Dúvida

Foi bem difícil começar o dia de hoje… Horas revirando a internet sem ter saído da cama. Delirando com prováveis situações, ora reagindo bem ora reagindo muito mal. Depois de mais de uma hora nesse lenga-lenga auto-destrutivo, João acordou, me chamou e me tirou desse transe. Ufa!

O dia foi angustiante. Uma vontade constante de chorar, de desacreditar na minha própria capacidade de ir em frente. Foi um dia duro mesmo, mas tenho dúvida, agora que ele está chegando ao fim, se ele foi de todo ruim. Porque talvez tenha sido o dia mais equilibrado, dentro dessas idas e vindas, e foi quando precisei me manter mais alerta com minhas reações. Não deixar deslizar muito entre o extremo positivo e o negativo.

Encarei algumas conversas que me fariam chorar. Fiz piadas ácidas, de gosto duvidoso. Estava bem armada e insegura.

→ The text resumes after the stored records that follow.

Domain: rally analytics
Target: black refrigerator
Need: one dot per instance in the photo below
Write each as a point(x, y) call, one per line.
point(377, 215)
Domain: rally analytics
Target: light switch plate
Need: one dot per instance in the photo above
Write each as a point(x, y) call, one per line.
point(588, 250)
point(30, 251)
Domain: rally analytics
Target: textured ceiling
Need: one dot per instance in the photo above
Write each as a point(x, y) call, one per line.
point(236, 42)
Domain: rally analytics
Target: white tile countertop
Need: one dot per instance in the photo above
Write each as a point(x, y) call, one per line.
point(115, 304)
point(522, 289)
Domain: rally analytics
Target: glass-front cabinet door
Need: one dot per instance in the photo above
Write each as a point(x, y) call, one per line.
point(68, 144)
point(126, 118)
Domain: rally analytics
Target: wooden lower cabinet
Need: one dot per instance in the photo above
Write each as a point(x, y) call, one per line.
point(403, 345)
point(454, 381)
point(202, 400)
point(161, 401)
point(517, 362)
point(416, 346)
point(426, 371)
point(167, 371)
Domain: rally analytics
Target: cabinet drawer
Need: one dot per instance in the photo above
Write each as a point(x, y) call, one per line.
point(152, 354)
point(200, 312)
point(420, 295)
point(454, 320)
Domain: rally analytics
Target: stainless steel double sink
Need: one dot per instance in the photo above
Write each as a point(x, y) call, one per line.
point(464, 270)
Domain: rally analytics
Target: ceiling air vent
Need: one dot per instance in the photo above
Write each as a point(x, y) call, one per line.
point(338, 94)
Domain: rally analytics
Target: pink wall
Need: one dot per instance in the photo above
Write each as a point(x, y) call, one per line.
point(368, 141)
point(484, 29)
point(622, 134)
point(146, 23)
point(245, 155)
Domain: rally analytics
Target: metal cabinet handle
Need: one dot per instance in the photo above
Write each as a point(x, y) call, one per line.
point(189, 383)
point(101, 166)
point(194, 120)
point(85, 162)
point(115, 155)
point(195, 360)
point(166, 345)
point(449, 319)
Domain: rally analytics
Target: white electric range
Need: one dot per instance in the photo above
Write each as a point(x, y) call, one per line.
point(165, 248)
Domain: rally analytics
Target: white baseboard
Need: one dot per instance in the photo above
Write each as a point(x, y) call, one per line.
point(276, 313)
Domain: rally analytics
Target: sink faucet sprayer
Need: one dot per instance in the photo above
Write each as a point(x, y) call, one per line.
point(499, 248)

Mas cheguei a algumas conclusões interessantes, que pensei até em anotar para a próxima terapia. Mas que basicamente, esse não é um texto de suspense e o objetivo é me expor, consegui vislumbrar porque mudei meu comportamento. A relevância que o fato ganhou me trouxe um sentimento que eu não tinha antes, pelo menos não tão intenso. Me fez duvidar se realmente sinto tudo com tanta intensidade ou estou exagerando porque estou com o orgulho ferido. E acabo reagindo muito mal, me fazendo de vítima, me sentindo humilhada e rejeitada. Não sei, estou em dúvida. E insegura.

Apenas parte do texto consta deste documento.